Replication-initiator protein (UL9) of the herpes simplex virus 1 binds NFB42 and is degraded via the ubiquitin-proteasome pathway.

The ubiquitin-proteasome pathway plays a critical role in the degradation of short-lived and regulatory proteins in a variety of cellular processes. The F-box proteins are part of the ubiquitin-ligase complexes, which mediate ubiquitination and proteasome-dependent degradation of phosphorylated proteins. We previously identified NFB42, an F-box protein that is highly enriched in the nervous system, as a binding partner for the herpes simplex virus 1 UL9 protein, the viral replication-initiator protein, in a yeast two-hybrid screen.
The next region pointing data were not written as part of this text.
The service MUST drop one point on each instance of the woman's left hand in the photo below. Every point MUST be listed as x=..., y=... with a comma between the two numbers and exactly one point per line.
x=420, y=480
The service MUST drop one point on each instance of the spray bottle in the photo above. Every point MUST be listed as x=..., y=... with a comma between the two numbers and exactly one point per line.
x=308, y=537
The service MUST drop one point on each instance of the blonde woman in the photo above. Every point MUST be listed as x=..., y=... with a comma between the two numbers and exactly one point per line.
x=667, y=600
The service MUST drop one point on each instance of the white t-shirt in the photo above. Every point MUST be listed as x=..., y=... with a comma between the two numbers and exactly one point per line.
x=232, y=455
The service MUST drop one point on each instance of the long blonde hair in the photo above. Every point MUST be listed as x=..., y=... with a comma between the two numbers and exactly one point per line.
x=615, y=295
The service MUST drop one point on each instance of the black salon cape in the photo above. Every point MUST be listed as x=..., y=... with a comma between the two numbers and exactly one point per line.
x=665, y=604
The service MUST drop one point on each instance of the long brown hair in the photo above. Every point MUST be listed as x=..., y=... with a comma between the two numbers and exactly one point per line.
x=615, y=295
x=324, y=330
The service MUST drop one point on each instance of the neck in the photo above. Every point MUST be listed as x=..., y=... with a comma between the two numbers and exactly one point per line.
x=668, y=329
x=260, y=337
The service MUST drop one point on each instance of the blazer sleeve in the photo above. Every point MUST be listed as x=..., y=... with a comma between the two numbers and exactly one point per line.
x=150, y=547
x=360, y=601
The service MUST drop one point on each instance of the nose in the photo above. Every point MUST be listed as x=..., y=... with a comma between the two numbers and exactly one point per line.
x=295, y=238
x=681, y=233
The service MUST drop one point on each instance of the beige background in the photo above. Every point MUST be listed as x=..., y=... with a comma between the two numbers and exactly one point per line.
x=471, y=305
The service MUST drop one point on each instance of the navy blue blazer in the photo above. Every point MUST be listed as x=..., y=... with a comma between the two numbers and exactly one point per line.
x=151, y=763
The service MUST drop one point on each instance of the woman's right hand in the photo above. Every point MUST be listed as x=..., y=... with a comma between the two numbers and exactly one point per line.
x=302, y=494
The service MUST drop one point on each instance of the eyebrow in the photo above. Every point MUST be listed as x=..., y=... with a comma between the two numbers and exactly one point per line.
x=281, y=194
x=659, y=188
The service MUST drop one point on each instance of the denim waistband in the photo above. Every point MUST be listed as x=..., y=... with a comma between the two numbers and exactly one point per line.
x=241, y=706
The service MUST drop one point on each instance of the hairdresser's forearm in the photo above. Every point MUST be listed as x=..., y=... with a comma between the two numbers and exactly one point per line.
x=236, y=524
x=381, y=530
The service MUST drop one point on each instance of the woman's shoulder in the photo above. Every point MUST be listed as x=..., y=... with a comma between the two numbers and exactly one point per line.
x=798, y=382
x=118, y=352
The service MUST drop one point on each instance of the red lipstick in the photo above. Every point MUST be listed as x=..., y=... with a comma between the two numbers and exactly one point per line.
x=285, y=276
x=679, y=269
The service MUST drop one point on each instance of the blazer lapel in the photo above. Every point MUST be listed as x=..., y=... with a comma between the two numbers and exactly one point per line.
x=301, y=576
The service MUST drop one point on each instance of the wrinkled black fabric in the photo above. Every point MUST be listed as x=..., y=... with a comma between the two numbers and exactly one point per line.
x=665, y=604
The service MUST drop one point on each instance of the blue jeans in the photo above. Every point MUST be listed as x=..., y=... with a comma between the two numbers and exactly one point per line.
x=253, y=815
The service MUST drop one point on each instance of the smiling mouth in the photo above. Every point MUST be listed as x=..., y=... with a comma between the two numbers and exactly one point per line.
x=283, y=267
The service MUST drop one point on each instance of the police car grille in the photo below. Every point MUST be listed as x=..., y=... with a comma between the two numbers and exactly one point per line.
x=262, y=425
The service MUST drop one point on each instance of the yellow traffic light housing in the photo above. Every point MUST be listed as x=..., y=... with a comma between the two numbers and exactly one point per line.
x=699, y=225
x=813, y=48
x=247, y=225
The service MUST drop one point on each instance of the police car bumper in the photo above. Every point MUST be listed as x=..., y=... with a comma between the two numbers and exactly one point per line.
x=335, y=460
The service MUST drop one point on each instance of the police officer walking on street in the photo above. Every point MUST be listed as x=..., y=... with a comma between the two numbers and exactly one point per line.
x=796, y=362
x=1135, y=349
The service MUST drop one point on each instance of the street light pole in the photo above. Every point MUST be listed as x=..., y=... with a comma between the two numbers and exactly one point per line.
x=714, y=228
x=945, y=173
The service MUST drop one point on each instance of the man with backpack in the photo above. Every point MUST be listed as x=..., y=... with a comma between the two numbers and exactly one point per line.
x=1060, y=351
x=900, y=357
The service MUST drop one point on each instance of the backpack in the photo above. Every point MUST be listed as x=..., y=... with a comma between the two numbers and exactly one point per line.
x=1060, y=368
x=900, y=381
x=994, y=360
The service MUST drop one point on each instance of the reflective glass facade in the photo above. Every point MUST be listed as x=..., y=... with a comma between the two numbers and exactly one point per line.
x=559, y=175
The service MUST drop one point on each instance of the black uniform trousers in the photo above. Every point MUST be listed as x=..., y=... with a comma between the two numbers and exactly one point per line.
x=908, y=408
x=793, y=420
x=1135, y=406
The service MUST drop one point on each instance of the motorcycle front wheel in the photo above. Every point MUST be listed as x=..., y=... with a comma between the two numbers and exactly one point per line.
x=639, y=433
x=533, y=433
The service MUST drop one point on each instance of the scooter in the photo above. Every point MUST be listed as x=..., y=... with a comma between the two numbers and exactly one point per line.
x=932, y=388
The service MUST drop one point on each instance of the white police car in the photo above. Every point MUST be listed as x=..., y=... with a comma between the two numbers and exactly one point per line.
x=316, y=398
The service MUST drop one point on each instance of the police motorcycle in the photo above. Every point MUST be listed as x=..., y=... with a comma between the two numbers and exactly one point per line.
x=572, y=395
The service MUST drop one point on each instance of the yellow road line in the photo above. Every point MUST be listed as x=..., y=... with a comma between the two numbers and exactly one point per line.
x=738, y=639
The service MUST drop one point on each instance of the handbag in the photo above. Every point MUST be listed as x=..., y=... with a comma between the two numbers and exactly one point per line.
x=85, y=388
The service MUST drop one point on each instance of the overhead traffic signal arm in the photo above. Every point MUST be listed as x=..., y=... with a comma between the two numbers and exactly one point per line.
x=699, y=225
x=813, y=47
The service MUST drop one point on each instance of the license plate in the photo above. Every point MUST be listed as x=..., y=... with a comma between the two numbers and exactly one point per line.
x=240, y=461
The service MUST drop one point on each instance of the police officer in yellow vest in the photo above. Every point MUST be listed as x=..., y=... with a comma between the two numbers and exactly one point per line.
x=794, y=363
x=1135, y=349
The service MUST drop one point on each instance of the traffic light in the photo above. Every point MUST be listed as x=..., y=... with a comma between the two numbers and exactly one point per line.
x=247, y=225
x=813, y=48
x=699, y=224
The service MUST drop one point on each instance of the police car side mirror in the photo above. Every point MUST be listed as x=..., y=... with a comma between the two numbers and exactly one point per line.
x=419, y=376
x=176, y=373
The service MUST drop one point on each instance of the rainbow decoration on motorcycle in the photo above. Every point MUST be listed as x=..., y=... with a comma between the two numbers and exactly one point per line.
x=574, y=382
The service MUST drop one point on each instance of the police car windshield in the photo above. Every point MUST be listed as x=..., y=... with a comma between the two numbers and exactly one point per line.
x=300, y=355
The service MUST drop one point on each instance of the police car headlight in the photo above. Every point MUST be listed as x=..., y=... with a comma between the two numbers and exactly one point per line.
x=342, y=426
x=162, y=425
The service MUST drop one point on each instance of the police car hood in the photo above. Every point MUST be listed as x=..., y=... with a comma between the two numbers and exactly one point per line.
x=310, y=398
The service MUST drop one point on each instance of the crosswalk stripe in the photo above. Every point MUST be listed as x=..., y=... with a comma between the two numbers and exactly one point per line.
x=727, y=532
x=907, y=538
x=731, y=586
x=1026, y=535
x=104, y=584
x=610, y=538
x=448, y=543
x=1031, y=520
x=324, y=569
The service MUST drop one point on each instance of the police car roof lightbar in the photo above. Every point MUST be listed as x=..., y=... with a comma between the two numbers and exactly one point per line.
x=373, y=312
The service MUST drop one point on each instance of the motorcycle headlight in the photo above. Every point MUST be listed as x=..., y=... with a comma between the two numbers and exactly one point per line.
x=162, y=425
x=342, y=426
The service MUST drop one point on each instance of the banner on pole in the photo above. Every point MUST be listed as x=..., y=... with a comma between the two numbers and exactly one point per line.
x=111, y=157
In the present work, we find that coexpression of NFB42 and UL9 genes in 293T cells leads to a significant decrease in the level of UL9 protein. Treatment with the 26S-proteasome inhibitor MG132 restores the UL9 protein to normal levels. We have observed also that the UL9 protein is polyubiquitinated in vivo and that the interaction between NFB42 and the UL9 protein is dependent upon phosphorylation of the UL9 protein. These results suggest that the interaction of the UL9 protein with NFB42 results in its polyubiquitination and subsequent degradation by the 26S proteasome. They suggest further a mechanism by which latency of herpes simplex virus 1 can be established in neuronal cells.